Das Ufer war dicht an dicht mit Bäumen bewachsen, die Dariel noch nie gesehen hatte. Sie waren so hoch wie die Kiefern im Hochwald von Calfa Ven, hatten aber schlankere Stämme. Ganz oben barsten Zweige in alle Richtungen aus dem Stamm und ließen den ganzen Baum kopflastig wirken, doch die Zweige verschränkten sich mit denen der Nachbarbäume, so dass alle miteinander verbunden waren.
Gelegentlich wurde der Baumbestand von Felsvorsprüngen unterbrochen. Und nach einem ganz besonderen dieser Felsen suchten sie, glitten jetzt getragen von den Wellen dahin, deutlich langsamer als zuvor. Dariel suchte den Horizont immer wieder nach anderen Schiffen ab, doch er hielt auch Ausschau nach dicht unter der Wasseroberfläche liegenden Riffen und musste außerdem immer wieder das Ufer anstarren.

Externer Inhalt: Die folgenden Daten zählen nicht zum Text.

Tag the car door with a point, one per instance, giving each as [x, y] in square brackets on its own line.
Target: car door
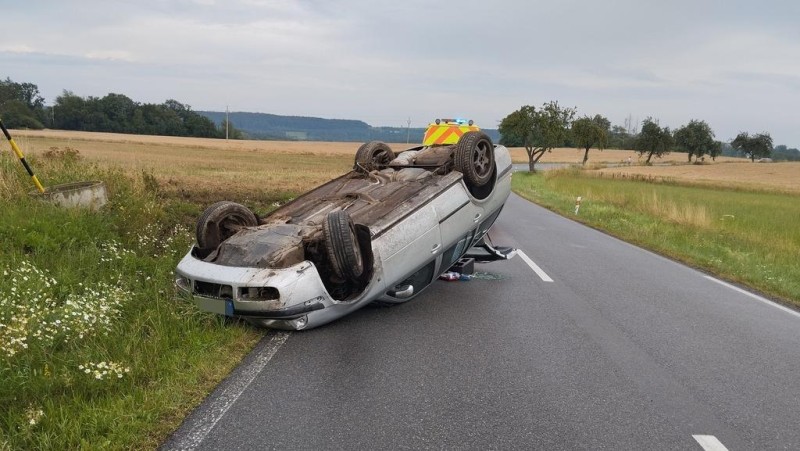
[410, 244]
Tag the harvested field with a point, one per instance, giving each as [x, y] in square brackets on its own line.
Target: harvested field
[780, 177]
[608, 156]
[241, 165]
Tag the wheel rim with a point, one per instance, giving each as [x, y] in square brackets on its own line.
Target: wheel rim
[481, 160]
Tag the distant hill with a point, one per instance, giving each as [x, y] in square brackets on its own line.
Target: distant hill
[300, 128]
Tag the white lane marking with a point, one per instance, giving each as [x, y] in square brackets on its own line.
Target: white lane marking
[543, 275]
[755, 296]
[220, 405]
[710, 443]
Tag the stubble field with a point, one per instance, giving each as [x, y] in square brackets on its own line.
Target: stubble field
[246, 168]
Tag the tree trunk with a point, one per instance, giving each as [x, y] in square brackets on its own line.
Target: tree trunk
[533, 157]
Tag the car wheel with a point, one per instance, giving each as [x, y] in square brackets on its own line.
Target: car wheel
[474, 157]
[220, 221]
[372, 155]
[342, 246]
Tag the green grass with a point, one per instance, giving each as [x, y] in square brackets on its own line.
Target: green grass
[83, 293]
[752, 238]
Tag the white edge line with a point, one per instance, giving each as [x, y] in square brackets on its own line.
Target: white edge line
[543, 275]
[710, 443]
[755, 296]
[222, 402]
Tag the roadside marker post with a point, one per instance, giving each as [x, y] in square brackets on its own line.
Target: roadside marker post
[21, 157]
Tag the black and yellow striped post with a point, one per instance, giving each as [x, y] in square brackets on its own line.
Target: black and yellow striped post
[21, 157]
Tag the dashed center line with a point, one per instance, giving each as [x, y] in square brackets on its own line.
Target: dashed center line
[710, 443]
[543, 275]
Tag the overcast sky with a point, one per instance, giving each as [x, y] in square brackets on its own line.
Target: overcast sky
[734, 64]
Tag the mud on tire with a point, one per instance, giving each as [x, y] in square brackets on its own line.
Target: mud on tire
[220, 221]
[474, 157]
[372, 155]
[342, 246]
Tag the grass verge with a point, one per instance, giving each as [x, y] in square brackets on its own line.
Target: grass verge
[95, 350]
[747, 237]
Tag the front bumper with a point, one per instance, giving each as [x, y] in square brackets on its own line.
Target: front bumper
[254, 293]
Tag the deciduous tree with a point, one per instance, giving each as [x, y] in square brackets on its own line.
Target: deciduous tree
[653, 140]
[695, 138]
[756, 146]
[590, 132]
[539, 131]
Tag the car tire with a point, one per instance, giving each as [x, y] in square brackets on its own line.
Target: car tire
[474, 157]
[341, 245]
[372, 155]
[220, 221]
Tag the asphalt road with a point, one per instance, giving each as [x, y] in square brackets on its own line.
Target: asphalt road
[623, 349]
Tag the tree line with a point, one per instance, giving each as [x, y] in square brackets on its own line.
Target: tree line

»Auf dem Festland gibt es riesige Wälder, in denen viele Lebewesen hausen«, sagte Skylene, die zu ihm ins Ruderhaus gekommen war. Ihr Federschopf regte sich in der Meeresbrise. »Es heißt, dass es in Ushen Brae Wesen gibt – Eichhörnchen und Flugratten und Brüllaffen –, die ihr ganzes Leben im Geäst der Bäume verbringen. Stell dir das einmal vor: Sie brauchen den Boden unter sich nicht.